Red Hat Bugzilla – Bug 70561
[NFS] Client and server hang with NFS accesses
Last modified: 2015-01-04 17:01:52 EST
From Bugzilla Helper:
User-Agent: Mozilla/5.0 (X11; U; Linux i686; en-US; rv:1.1b) Gecko/20020722
Description of problem:
Using the RedHat 7.3 2.4.18-5 kernel on a i686 client, and mounting from a
server running RawHide 2.4.18-7.80 on a i686, nfs accesses lock up the nfs
daemon on the server and the process accessing the nfs mount on the client. The
nfs server processes get stuck in a "D" state and so does the client process.
The server cannot be shut down properly as the nfsd processes get stuck and
can't be killed by the shutdown scripts. Therefore bug is marked as "severe".
Using 2.4.18-5 on the server works fine, as does running standard 2.4.19-rc2
We also tried 2.4.18-7.86 on the server, but this failed to install (depmod
Both the machines use eepro100 cards on 100Mps ethernet.
Mount options are:
(also rsize,wsize=8192 tried)
Version-Release number of selected component (if applicable):
Steps to Reproduce:
1. Run 2.4.18-7.80 on a machine exporting nfs mounts
2. Mount export on client running 2.4.18-5
3. ls /mnt/nfs
Actual Results: Client process hangs. Server processes hang.
Expected Results: Client should be able to access nfs export.
This is also broken with RedHat 2.4.18-7.93 (updated modutils to install this).
Sorry for more email, but this is also broken with 2.4.18-7.94, which has most
of the nfs patchset in.
Could you obtain a backtrace of the stuck processes via Ctrl-Scroll Lock on the
console? That will give us an idea where the processes are getting stuck to
help track down the problem.
Okay, I'll attach the trace I managed to grab from dmesg after pressing
ctrl+scroll lock.

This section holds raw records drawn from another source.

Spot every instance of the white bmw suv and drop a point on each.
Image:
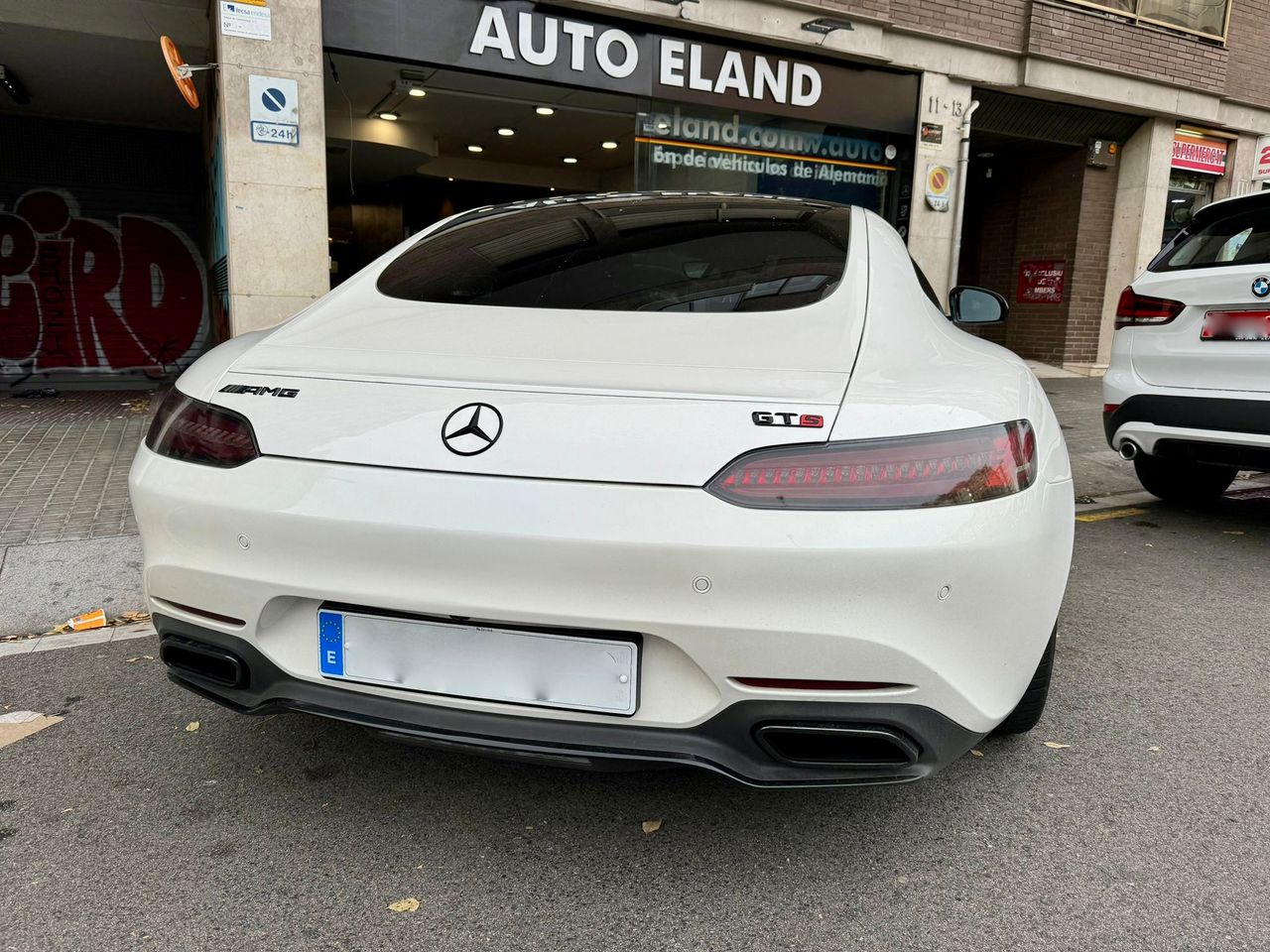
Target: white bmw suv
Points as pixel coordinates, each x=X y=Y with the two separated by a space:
x=1188 y=393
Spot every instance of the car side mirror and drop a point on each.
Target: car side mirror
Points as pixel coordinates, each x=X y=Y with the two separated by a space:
x=969 y=304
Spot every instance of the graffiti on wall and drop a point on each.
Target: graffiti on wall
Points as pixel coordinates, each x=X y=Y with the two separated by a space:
x=79 y=294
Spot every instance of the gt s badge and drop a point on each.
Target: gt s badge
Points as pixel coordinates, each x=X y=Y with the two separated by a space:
x=813 y=420
x=258 y=391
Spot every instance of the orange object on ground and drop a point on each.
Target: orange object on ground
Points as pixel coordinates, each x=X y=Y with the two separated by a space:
x=89 y=620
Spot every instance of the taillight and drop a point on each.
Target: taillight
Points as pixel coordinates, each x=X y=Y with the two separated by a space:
x=200 y=433
x=899 y=472
x=1137 y=308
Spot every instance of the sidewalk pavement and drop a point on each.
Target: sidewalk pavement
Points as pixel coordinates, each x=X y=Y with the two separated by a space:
x=67 y=537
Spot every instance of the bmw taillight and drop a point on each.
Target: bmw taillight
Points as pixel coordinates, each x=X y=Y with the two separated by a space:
x=899 y=472
x=200 y=433
x=1134 y=308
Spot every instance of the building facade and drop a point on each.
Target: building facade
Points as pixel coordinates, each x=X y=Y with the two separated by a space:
x=1044 y=149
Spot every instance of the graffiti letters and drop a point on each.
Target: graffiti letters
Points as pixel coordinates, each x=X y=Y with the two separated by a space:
x=76 y=294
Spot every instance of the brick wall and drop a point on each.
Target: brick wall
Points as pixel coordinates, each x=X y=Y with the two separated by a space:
x=997 y=23
x=1042 y=203
x=1097 y=40
x=1247 y=77
x=1087 y=281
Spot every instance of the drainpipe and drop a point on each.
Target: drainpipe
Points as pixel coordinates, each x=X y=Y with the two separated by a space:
x=959 y=212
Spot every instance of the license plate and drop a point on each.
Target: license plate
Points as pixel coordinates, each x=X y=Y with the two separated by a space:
x=544 y=669
x=1236 y=325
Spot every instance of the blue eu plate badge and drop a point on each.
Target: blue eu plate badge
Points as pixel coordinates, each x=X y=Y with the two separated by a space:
x=330 y=643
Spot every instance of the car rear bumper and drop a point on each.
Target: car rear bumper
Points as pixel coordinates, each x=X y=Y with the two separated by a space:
x=1220 y=430
x=738 y=742
x=955 y=604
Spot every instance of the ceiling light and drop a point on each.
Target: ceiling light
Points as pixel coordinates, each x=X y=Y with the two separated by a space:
x=826 y=24
x=10 y=84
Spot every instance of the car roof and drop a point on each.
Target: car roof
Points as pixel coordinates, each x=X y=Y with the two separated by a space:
x=1225 y=207
x=608 y=198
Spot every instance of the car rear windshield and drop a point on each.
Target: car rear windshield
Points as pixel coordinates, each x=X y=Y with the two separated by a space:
x=684 y=253
x=1236 y=239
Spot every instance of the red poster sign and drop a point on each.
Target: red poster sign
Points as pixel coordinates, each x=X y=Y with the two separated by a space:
x=1040 y=282
x=1199 y=154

Basically the stuck nfsd processes are like:
nfsd D F68108E0 5976 1141 1 1140 1142 (L-TLB)
Call Trace: [<c0107f7a>] __down [kernel] 0x6a (0xf6afbde4))

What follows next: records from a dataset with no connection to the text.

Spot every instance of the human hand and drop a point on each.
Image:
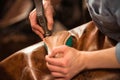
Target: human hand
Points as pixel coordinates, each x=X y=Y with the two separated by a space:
x=67 y=64
x=48 y=10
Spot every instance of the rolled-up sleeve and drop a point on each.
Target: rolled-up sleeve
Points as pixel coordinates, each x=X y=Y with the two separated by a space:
x=118 y=52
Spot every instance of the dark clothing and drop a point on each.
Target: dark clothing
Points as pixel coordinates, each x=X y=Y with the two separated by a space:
x=106 y=15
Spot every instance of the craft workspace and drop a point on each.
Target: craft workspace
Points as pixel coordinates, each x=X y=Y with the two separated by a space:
x=60 y=40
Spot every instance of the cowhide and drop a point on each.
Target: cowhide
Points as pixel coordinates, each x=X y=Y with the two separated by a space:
x=30 y=64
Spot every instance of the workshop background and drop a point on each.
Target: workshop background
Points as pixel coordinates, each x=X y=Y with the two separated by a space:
x=15 y=29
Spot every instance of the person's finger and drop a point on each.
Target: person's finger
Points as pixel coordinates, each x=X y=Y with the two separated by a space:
x=49 y=19
x=38 y=33
x=54 y=61
x=57 y=74
x=54 y=68
x=48 y=10
x=58 y=51
x=33 y=21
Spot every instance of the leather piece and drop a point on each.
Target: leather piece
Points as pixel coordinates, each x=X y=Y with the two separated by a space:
x=58 y=39
x=29 y=63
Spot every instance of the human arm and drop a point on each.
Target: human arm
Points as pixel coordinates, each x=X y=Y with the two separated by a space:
x=48 y=10
x=74 y=61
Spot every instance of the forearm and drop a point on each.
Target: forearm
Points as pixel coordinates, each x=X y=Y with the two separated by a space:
x=53 y=2
x=101 y=59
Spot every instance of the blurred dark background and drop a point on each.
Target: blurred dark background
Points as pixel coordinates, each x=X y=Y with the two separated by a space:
x=15 y=29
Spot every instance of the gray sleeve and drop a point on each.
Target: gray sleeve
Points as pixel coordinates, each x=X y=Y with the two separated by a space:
x=118 y=52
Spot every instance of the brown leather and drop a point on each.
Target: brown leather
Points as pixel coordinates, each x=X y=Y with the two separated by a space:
x=29 y=63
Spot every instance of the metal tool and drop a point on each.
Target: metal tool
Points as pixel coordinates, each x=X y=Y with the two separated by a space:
x=41 y=17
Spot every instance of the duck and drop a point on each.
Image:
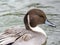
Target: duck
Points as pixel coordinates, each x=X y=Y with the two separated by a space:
x=31 y=34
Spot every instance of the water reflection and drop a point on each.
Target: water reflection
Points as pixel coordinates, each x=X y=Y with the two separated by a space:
x=13 y=11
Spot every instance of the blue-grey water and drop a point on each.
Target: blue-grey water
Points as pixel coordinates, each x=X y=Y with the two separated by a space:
x=13 y=11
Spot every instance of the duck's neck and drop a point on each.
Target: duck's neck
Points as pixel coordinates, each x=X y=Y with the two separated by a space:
x=36 y=28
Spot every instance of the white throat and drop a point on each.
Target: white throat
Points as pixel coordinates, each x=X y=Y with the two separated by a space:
x=37 y=28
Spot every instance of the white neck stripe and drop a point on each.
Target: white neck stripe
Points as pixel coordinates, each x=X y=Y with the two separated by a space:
x=36 y=29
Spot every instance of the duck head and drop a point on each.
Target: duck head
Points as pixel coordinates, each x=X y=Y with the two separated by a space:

[<c01080d4>] __down_failed [kernel] 0x8 (0xf6afbe08))
[<f8824aa0>] ext3_readdir [ext3] 0x0 (0xf6afbe10))
[<c014fdce>] .text.lock.readdir [kernel] 0x5 (0xf6afbe18))
[<f89997e3>] nfsd_readdir [nfsd] 0xc3 (0xf6afbe38))
[<f89a1070>] nfs3svc_encode_entry_plus [nfsd] 0x0 (0xf6afbe40))
[<f8837ca0>] ext3_dir_operations [ext3] 0x0 (0xf6afbe80))
[<f899ee6e>] nfsd3_proc_readdirplus [nfsd] 0xde (0xf6afbef0))
[<f89a1070>] nfs3svc_encode_entry_plus [nfsd] 0x0 (0xf6afbf04))
[<f89a61c4>] nfsd_procedures3 [nfsd] 0x264 (0xf6afbf24))
[<f89935c0>] nfsd_dispatch [nfsd] 0xd0 (0xf6afbf30))
[<f89a5898>] nfsd_version3 [nfsd] 0x0 (0xf6afbf44))
[<f89754cc>] svc_process_R6eda96b1 [sunrpc] 0x43c (0xf6afbf50))
[<f89a61c4>] nfsd_procedures3 [nfsd] 0x264 (0xf6afbf78))
[<f89a58b8>] nfsd_program [nfsd] 0x0 (0xf6afbf7c))
[<f89933b0>] nfsd [nfsd] 0x1d0 (0xf6afbf98))
[<c010765e>] kernel_thread [kernel] 0x2e (0xf6afbff0))
[<f89931e0>] nfsd [nfsd] 0x0 (0xf6afbff8))
Created attachment 69705 [details]
most of traces on system
Created attachment 69706 [details]
tcpdump -vv -s0 on traffic when trying to mount export
The above tcpdump output is from trying to mount the export on a 2.4.18-5 system
(server running rawhide), using tcpdump -vv -s0. Mount command fails this time with:
[root@xpc1 jss]# mount -t nfs xserv1.ast.cam.ac.uk:/soft3 /mnt/nfs
mount: RPC: Timed out
As the trace suggests this looks like an ext3-nfs interaction bug. I remounted
the exported partition as ext2, restarted the nfs daemon, and it worked fine.
Remounting as ext3 provoked the bug again.
Reproduced; Workaround found, now for the real bugfix
Workaround or fixes in kernel-2.4.18-10.98 solve the problem here.